Pero hubo tres testigos presenciales que no eran soviéticos, tres periodistas anglosajones que andaban por allí legal o clandestinamente:

1) Gareth Jones. (1905-1935). Fue un periodista joven, galés e independiente que enviaba sus artículos a The Guardian. Había traspasado la frontera clandestinamente en busca de noticias y pudo ver la hambruna en toda su autenticidad. Aldea tras aldea comprobó lo que pasaba y mandó noticias muy alarmantes que el periódico publicó. Hablaba de “Starvation y “Famine” sin paliativos, de cadáveres insepultos y devorados por las ratas y de esqueletos vivientes por los campos. Sus artículos levantaron alguna polvareda pero, cuando en 1935, continuó su viaje y llegó a Mongolia fue secuestrado por bandidos junto con otro periodista alemán. Estos bandidos negociaron la liberación de ambos por dinero y el periodista alemán fue liberado, pero en su caso el dinero no consiguió su liberación porque apareció muerto quince días después. Naturalmente muchos vieron la larga mano del NKVD en el suceso.

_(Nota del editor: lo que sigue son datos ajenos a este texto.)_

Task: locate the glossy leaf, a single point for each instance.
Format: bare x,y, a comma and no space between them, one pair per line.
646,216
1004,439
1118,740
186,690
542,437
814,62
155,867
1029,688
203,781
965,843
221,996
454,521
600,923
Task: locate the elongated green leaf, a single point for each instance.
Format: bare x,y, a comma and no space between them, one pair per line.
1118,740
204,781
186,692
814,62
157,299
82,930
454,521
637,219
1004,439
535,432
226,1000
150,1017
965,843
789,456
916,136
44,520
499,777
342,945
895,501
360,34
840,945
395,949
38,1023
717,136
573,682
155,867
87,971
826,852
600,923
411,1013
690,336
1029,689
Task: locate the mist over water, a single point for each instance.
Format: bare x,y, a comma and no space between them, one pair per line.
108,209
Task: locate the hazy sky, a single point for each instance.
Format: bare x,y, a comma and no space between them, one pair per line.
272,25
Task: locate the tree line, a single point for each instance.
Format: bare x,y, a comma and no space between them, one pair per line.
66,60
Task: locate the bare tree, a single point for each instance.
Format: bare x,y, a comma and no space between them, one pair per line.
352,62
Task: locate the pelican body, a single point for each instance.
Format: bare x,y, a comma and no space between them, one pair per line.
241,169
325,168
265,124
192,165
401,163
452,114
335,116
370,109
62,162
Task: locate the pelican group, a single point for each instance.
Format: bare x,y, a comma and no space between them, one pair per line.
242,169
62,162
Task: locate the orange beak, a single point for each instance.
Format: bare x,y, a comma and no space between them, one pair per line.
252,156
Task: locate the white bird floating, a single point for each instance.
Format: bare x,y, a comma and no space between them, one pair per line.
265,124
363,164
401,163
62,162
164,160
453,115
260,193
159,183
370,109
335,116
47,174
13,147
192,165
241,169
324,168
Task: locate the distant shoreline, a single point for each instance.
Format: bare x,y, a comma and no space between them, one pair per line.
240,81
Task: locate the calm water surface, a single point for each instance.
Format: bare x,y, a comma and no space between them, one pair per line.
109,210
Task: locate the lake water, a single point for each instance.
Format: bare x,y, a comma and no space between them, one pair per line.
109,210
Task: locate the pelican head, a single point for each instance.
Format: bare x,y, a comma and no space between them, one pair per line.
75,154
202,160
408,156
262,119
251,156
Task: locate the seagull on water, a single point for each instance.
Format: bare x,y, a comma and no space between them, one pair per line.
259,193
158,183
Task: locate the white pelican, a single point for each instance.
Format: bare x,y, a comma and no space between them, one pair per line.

 2) Walter Duranty (1885-1957) Prestigioso periodista americano del New York Times consiguió un privilegio único: que el mismo Stalin le invitara a Moscú y grandes exclusivas. Estuvo en Ucrania en 1932 pero no vio hambre, sólo malnutrición, y como estaban en plena Depresión la noticia no alarmó a nadie. Según él la mentalidad “asiática” de aquella gente precisaba de un líder fuerte y

este líder, naturalmente, era Stalin. Al enfrentase a las noticias publicadas en Inglaterra por Jones, lo negó todo. Al año siguiente le concedieron el Premio Pulitzer de investigación por sus artículos sobre la URSS y con Jones muerto se cerró el capítulo a su favor y así continuó por décadas. Descubierta la superchería comisiones de ucranianos se han entrevistado con la Junta Pulitzer para que se le revoque el premio por mendaz (la última comisión que conozco lo intentó en 2003), pero la Junta permanece irreductible diciendo, como Pilato, que “lo escrito, escrito está”.

 3) Malcolm Muggeridge (1903-1990) Viajó a Moscú junto a su esposa en 1932 como periodista de The Manchester Guardian. Investigó la hambruna y se encontró con Jones, pero, aunque sus artículos fueron enviados por valija diplomática, parece ser que no fueron publicados.

 

Muggeridge fue agnóstico gran parte de su vida pero con 80 años se convirtió al catolicismo figurando su biografía en el libro “Escritores conversos” de Joseph Pearce.

 

Y con esto cierro esta serie de capítulos dedicados al Holodomor porque, si Jones murió y Duranty mintió, quiero poner de mi parte lo que pueda para colaborar a que los soviéticos, ahora que se cumplen los 100 años de su Revolución, no se salgan con la suya. Una cosa es ganar la guerra y otra, muy distinta, ganar la historia.